You can see that using cx_Oracle to download the data is a very efficient way of accessing the data.  But if the data already exists in CSV files, then the previous method would be quicker to use.

I had the array fetch size set to 10,000.  I also experimented with smaller and larger numbers for the array fetch size, but 10,000 seemed to give a quickest results.

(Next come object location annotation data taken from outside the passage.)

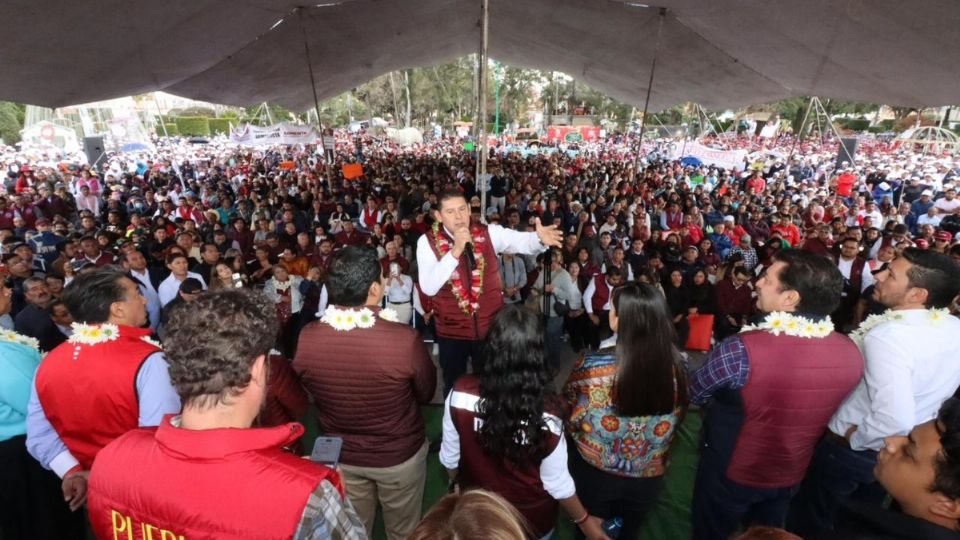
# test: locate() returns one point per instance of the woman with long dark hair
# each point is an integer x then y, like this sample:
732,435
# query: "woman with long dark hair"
502,432
627,400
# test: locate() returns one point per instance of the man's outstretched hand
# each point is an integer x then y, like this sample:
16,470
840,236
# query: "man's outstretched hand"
549,236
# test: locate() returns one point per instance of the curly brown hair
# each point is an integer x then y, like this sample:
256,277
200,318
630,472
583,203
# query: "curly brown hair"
212,343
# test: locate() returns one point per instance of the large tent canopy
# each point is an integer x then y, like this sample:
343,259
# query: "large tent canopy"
719,53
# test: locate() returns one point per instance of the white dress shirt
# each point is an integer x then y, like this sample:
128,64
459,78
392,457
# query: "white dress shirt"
435,273
911,368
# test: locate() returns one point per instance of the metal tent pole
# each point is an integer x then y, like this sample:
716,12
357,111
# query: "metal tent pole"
646,101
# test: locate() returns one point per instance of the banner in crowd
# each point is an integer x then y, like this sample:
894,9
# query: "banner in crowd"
728,159
249,135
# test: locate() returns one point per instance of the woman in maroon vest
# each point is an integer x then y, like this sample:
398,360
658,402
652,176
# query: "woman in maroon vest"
502,433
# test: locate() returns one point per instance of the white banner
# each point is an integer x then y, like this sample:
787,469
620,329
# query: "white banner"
728,159
249,135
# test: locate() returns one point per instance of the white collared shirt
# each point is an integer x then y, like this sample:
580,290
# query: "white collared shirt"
435,273
911,368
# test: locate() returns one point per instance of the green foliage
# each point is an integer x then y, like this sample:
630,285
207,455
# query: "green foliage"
193,125
220,126
11,121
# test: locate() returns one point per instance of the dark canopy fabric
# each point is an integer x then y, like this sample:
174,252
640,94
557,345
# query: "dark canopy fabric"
719,53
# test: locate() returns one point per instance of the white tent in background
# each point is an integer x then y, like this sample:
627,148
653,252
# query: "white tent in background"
405,136
46,135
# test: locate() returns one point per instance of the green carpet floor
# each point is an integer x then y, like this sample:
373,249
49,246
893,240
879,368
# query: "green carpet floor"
670,520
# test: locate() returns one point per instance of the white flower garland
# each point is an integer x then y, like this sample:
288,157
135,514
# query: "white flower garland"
935,316
12,337
152,341
92,334
781,322
344,320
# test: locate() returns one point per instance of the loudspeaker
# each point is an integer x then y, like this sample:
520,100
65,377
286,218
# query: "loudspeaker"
93,147
851,146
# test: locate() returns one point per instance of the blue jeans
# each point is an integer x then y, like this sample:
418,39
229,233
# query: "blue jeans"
836,473
720,505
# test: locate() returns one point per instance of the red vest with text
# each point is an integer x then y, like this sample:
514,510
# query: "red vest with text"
521,485
89,392
451,321
602,293
795,386
170,483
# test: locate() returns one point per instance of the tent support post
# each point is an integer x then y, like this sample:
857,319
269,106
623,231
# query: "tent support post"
646,102
482,106
160,115
803,124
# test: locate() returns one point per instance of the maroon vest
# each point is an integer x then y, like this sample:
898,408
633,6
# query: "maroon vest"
795,386
602,294
519,485
451,321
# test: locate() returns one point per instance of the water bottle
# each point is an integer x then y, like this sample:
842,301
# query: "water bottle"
612,526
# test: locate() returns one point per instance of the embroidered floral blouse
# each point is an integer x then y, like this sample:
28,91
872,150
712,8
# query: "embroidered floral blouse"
634,447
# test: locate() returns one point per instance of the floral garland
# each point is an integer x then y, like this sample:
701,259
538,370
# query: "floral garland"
344,320
12,337
781,322
935,316
92,334
467,299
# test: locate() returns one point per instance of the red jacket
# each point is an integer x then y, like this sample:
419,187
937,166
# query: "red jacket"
88,392
173,483
451,321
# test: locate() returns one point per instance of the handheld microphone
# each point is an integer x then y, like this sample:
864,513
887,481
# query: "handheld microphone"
468,249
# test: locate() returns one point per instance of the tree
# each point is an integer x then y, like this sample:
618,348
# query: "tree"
11,121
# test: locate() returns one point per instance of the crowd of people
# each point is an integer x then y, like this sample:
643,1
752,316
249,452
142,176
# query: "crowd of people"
210,293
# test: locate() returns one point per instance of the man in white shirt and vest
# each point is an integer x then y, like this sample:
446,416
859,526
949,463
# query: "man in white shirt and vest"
910,355
458,268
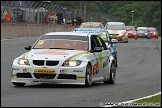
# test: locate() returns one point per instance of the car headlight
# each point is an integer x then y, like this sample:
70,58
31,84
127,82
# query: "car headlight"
72,63
23,62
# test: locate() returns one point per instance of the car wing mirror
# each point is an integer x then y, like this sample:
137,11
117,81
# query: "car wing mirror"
97,49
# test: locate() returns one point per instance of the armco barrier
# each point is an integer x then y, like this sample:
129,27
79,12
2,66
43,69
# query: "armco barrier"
29,30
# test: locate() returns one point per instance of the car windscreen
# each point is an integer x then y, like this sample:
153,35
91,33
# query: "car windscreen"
115,27
91,25
101,33
62,42
130,28
152,29
142,29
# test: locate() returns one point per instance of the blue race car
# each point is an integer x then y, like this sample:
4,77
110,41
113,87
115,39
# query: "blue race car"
143,32
104,34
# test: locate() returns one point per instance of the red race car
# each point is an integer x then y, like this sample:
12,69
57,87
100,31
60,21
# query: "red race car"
153,31
131,32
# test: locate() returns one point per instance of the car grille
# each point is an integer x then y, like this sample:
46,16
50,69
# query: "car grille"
66,76
114,34
38,62
48,63
44,76
52,63
24,75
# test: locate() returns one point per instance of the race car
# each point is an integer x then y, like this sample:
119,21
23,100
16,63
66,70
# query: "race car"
153,31
65,58
117,30
143,32
103,33
91,25
132,33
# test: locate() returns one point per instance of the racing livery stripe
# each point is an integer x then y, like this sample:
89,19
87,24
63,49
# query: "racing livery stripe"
68,59
23,56
74,58
81,77
13,74
26,56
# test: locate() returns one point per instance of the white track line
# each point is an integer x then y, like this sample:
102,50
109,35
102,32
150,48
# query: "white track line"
130,101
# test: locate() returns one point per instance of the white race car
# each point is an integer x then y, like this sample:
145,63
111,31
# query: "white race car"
65,58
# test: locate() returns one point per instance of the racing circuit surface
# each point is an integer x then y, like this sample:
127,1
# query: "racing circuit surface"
138,75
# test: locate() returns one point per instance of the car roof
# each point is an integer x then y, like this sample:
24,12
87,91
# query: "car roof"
67,33
91,22
129,26
142,27
151,27
115,23
89,29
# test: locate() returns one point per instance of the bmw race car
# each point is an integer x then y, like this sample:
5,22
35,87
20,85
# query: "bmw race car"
132,33
117,30
143,32
65,58
104,34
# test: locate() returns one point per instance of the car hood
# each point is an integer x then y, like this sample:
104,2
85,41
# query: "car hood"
131,31
52,54
116,31
142,32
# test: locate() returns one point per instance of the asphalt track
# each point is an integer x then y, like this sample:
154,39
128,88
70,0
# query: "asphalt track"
138,75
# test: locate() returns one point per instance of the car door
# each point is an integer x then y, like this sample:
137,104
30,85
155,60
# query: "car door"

How long to create Machine Learning Models in Python
Now we get onto checking out the timings of how long it takes to create a number of machine learning models using different algorithms and using the default settings. The algorithms include Naive Bayes, Decision Tree, GLM, SVM and Neural Networks.


I had to stop including SVM in the tests as it was taking way too long to run. For example I killed the SVM model build on the 210K data set after it was running for 5 hours.

The Neural Network models created had 3 hidden layers.

In addition to creating the models, there was some minor data preparation steps performed including factorizing, normalization and one-hot-coding. This data preparation would be comparable to the automatic data preparation steps performed by Oracle, although Oracle Automatic Data Preparation does a bit of extra work.


At the point I would encourage you to look back at my previous blog posts on timings using Oracle DBaaS and ADW.  You will see that Python, in these test cases, was quicker at creating the machine learning models. But with Python the data needed to be extracted from the database and that can take time!

A separate consideration is being able to deploy the models. The time it takes to build models is perhaps not the main consideration. You need to consider ease of deployment and use of the models.